Introdução
Nas últimas décadas, o número de idosos tem aumentado de forma exponencial, reflexo do envelhecimento populacional (Ricardi & Méndez, 2016), que advém da queda das taxas de fecundidade, e de mortalidade entre os de idade mais avançada (Silva, Santos, Soares, & Silva, 2018).
O envelhecimento pode ser definido como processo dinâmico, progressivo, que resulta em modificações irreversíveis (Oliveira, Silva, Lima, Gomes, & Olympio, 2018). Não obstante, o processo de envelhecimento não ocorre de forma igual entre todos, sendo influenciado por vários determinantes (Nascimento, Cardoso, Santos, Pinto, & Magalhães, 2017). Já a velhice pode ser compreendida como uma etapa do desenvolvimento humano que resulta do prolongar da idade cronológica e culmina um processo de maturação biológica e natural no ciclo vital (Brito, Camargo, & Castro, 2017).
Em decorrência das alterações biopsicossociais resultantes do envelhecimento, é comum o idoso necessitar de cuidados (Uyeno, Lima, Júnior, & Oliveira, 2016). Por outro lado, os idosos não são unicamente receptores de cuidados, mas também são provedores (Molina, 2017). Nesse sentido, o cuidar é inerente ao ser humano, envolvendo atributos fundamentais para a manutenção de aspectos positivos no âmbito biopsicossocial (Queiróz et al., 2016). Não obstante, a provisão de cuidados é formada em um complexo contexto que leva em consideração interesses em conflito e compreende expectativas de reciprocidade, responsabilidade, compromisso, afetividade e objetivos (Rabelo & Neri, 2015).
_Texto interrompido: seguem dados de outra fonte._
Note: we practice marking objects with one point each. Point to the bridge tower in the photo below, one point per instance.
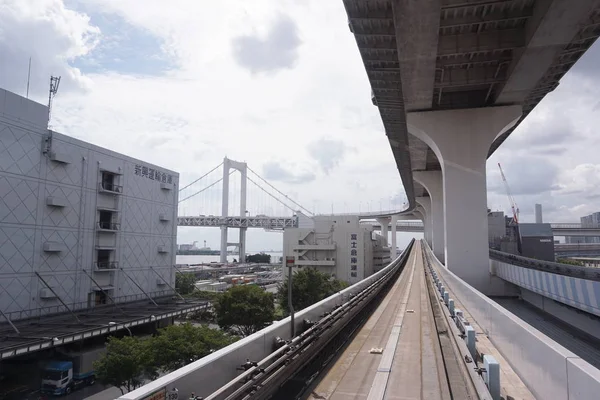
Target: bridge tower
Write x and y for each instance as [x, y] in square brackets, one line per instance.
[243, 168]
Nesse ponto, o surgimento do neto na vida do idoso provoca, consequentemente, alteração no papel exercido na família, podendo ser atribuído a sentimentos positivos de satisfação e gratidão, ou mesmo a sentimentos negativos, como sobrecarga, visto que o papel de avó se aproxima ao dos pais, o que pode gerar desgaste, pela vivência de uma dupla maternidade, porém com as habilidades físicas diminuídas, acarretando em esgotamento físico e emocional (Alves, 2013).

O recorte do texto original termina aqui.